Another major challenge was handling PDFs. Insurers receive a massive mix of JPEGs, PNGs, and PDFs (like medical bills). We had to build a robust preprocessing layer that detects the MIME type, safely converts PDFs into high-resolution images, and intelligently decides whether to run camera-specific forensics (like sensor noise) versus document-specific text analysis.

Accomplishments that we're proud of

We are incredibly proud of our Batch Claim Mode architecture. Instead of just looking at images in a vacuum, our system can ingest up to 10 images at once and cross-reference them. Building the logic to flag a claim because one photo has a statistically deviant ELA mean compared to the rest of the batch or realizing that 4 photos were taken on an iPhone and the 5th was uploaded from a desktop browser is a massive leap forward for automated fraud detection.

We're also proud of our custom Majority Vote Scoring Engine, which beautifully handles conflicts. If the CV layer and the AI layer disagree by more than 40 points, the system intuitively flags a "Layer Conflict" and pauses the automated workflow to mandate human review.

What we learned

We learned that AI vision models and traditional computer vision algorithms are much stronger together than they are apart. Gemma 3 27B is brilliant at identifying unnatural lighting and inconsistent text rendering, but it can miss subtle metadata stripping or microscopic JPEG grid inconsistencies. Conversely, traditional CV math is rigid and can be thrown off by poor lighting, but it never lies about compression history. Melding these two philosophies together to create a unified consensus taught us the true value of layered defense in cybersecurity and fraud prevention.

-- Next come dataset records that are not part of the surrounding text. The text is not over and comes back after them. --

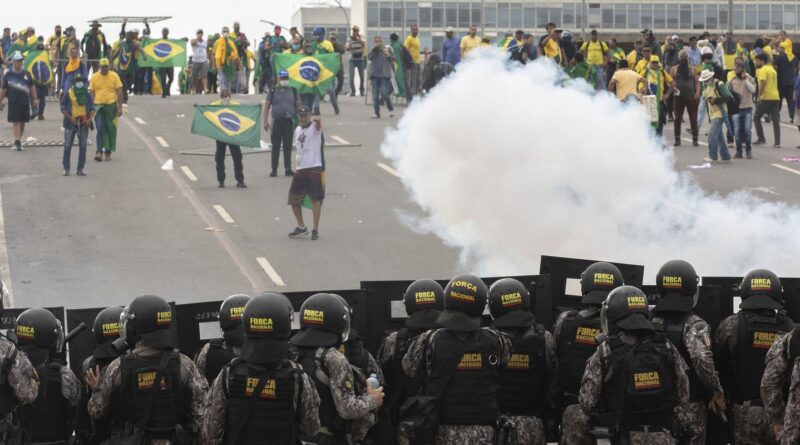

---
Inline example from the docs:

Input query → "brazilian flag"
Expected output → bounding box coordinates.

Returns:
[275,54,341,96]
[192,105,261,148]
[24,50,53,86]
[139,39,186,68]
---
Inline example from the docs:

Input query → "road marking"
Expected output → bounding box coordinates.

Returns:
[0,187,14,307]
[331,134,351,145]
[772,164,800,176]
[181,165,197,182]
[214,204,236,224]
[121,117,267,292]
[375,162,400,178]
[256,256,286,287]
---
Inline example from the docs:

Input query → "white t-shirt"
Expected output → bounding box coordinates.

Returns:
[294,122,322,170]
[192,40,208,63]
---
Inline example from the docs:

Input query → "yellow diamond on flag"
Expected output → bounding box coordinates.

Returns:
[203,108,256,136]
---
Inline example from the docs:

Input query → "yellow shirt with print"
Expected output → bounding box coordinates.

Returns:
[756,65,780,100]
[403,36,419,63]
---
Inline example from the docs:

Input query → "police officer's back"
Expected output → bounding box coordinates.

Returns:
[403,275,511,445]
[290,294,383,445]
[194,294,250,385]
[578,286,689,444]
[200,292,320,445]
[714,269,794,445]
[489,278,556,445]
[87,295,208,444]
[14,308,81,444]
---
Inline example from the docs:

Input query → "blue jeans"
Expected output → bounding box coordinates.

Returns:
[733,108,753,154]
[63,123,89,171]
[372,77,394,116]
[708,117,731,161]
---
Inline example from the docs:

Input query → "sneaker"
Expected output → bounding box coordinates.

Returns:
[289,226,308,238]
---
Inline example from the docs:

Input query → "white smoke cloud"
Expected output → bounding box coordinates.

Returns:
[381,52,800,279]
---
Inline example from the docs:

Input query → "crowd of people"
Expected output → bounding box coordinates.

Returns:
[0,260,800,445]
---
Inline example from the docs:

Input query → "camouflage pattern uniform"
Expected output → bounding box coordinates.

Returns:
[88,341,208,445]
[578,334,690,445]
[199,362,320,445]
[403,328,512,445]
[652,314,722,445]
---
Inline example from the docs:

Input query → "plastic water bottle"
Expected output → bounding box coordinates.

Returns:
[367,373,381,389]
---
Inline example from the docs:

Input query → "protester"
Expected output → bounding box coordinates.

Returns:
[0,51,38,151]
[61,74,94,176]
[89,59,124,162]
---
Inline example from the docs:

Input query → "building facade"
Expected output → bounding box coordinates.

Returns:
[351,0,800,54]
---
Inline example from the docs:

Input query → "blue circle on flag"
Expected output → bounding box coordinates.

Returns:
[153,42,172,58]
[300,60,320,82]
[217,111,242,133]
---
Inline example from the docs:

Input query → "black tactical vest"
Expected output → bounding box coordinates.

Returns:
[598,334,677,428]
[17,361,73,442]
[497,325,549,416]
[203,338,236,385]
[556,309,603,396]
[730,310,794,403]
[223,358,302,445]
[430,329,500,425]
[653,312,706,402]
[111,351,191,439]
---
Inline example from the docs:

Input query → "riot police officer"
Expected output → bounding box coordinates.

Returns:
[87,295,208,445]
[289,294,383,445]
[194,294,250,385]
[652,260,726,445]
[200,292,320,445]
[403,274,511,445]
[378,280,444,434]
[553,262,623,445]
[578,286,689,445]
[714,269,794,445]
[489,278,556,445]
[14,308,81,444]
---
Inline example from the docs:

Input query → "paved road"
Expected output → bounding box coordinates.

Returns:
[0,96,800,307]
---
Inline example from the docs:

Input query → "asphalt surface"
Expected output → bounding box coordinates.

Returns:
[0,91,800,308]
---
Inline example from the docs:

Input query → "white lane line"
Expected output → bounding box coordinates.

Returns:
[214,204,236,224]
[771,164,800,176]
[181,165,197,182]
[331,134,351,145]
[256,256,286,287]
[0,186,14,307]
[375,162,400,178]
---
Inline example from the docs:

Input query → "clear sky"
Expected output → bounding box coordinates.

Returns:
[0,0,350,40]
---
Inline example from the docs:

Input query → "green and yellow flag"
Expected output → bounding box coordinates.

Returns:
[275,54,341,96]
[192,105,261,148]
[23,50,53,86]
[139,39,186,68]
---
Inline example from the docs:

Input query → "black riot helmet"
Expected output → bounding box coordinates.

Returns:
[655,260,700,312]
[244,292,294,364]
[489,278,536,328]
[14,307,64,354]
[92,306,122,345]
[739,269,783,310]
[403,280,444,329]
[289,293,350,347]
[436,274,489,331]
[600,286,654,335]
[581,262,625,306]
[219,294,250,348]
[119,295,173,349]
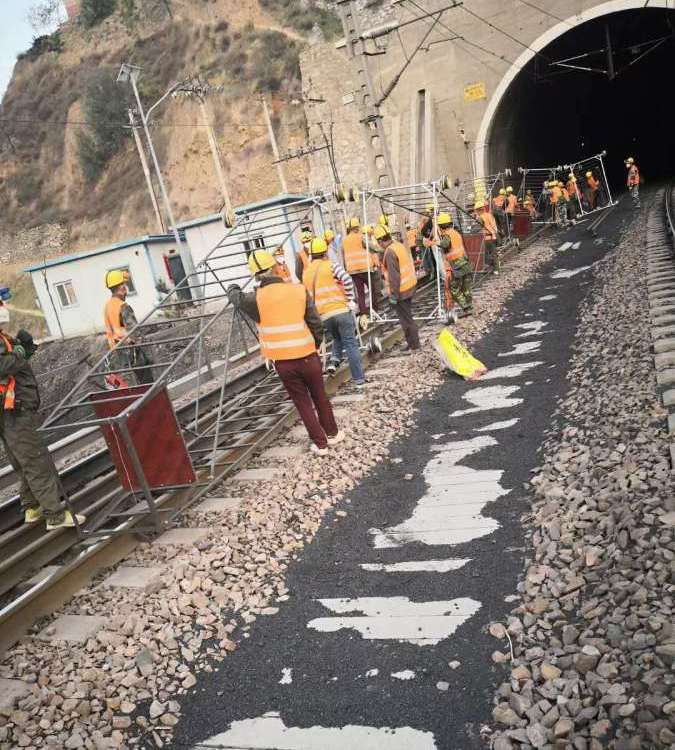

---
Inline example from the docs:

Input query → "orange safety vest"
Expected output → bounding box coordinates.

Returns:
[256,282,316,362]
[382,242,417,292]
[103,297,127,349]
[302,258,349,318]
[0,333,16,411]
[440,229,466,263]
[342,232,377,274]
[478,211,497,240]
[628,164,640,187]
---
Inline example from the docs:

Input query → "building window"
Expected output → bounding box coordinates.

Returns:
[109,266,136,297]
[55,281,77,309]
[244,234,265,258]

What's next for ClaimCrane

In the short term, we want to expand our vertical-specific rules engines, for example, integrating medical billing code validation directly into the Health vertical so the AI can cross-reference the text on a bill with standard logic.

In the long term, we aim to implement temporal tracking: hashing and saving the digital signatures of known fraudulent images across our platform, so if a bad actor attempts to reuse a doctored roof-damage photo across three different insurance carriers, ClaimCrane will instantly flag the collision globally.